Extreme Anti-Choice Measure Voted Down in Senate

The Senate today voted down a restrictive anti-choice amendment to health care reform legislation. The amendment, which would have prohibited health insurance plans that participate in the new exchange from providing full reproductive health benefits to millions of American women, was modeled on language in the House bill proposed by Representatives Bart Stupak and Joseph Pitts.

"The Senate was right to turn down this extremely restrictive language," said Michael B. Keegan, President of People For the American Way. "One of the principles for reform laid out by President Obama was that if you like your health care, you’ll be able to keep it. This amendment would have done the opposite. Millions of women who already have comprehensive reproductive health care would have lost it. Today’s vote is a strong signal that anti-choice language has no place in this bill."

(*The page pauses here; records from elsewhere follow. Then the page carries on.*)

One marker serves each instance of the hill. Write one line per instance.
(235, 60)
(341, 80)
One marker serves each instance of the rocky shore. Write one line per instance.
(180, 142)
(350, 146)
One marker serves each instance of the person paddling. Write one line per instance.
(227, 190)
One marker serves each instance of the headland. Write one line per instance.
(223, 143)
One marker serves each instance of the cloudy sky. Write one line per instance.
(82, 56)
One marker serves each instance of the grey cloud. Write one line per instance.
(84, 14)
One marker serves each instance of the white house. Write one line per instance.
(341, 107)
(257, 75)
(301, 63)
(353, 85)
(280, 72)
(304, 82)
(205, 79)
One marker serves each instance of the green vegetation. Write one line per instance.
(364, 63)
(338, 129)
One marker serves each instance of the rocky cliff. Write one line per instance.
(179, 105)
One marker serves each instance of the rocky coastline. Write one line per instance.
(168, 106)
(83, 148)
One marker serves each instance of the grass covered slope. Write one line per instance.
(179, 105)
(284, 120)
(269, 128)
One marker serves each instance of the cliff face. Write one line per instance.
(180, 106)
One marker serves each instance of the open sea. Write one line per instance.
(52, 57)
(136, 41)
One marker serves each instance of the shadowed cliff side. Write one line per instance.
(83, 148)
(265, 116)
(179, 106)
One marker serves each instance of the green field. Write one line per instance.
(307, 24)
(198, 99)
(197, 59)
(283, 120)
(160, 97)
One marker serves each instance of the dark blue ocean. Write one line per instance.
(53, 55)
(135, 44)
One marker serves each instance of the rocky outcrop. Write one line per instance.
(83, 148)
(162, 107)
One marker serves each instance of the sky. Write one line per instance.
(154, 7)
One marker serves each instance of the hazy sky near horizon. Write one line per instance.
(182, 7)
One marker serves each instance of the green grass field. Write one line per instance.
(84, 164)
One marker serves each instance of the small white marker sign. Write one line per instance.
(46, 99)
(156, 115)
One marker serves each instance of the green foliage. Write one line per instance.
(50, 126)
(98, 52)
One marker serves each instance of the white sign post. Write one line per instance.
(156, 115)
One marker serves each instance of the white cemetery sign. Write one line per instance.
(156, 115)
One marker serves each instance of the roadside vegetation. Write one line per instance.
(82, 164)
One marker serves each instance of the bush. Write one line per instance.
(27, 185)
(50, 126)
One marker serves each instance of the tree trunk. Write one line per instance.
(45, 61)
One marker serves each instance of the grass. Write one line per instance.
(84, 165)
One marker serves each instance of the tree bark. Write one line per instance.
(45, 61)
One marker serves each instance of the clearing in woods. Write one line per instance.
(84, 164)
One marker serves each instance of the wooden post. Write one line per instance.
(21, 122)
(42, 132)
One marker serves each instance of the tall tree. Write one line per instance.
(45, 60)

"The language of the Stupak Amendment is outrageous," said Kathleen Turner, board member of the affiliated People For the American Way Foundation. "I’m glad that the Senate stood up so powerfully to right-wing activists who want to hold health care reform hostage. But this is just the first hurdle. Anti-choice leaders are working hard to restrict women’s health care options. Everyone who cares about health care reform and reproductive freedom should continue pushing their elected officials to oppose restrictive anti-choice language in the health care bill."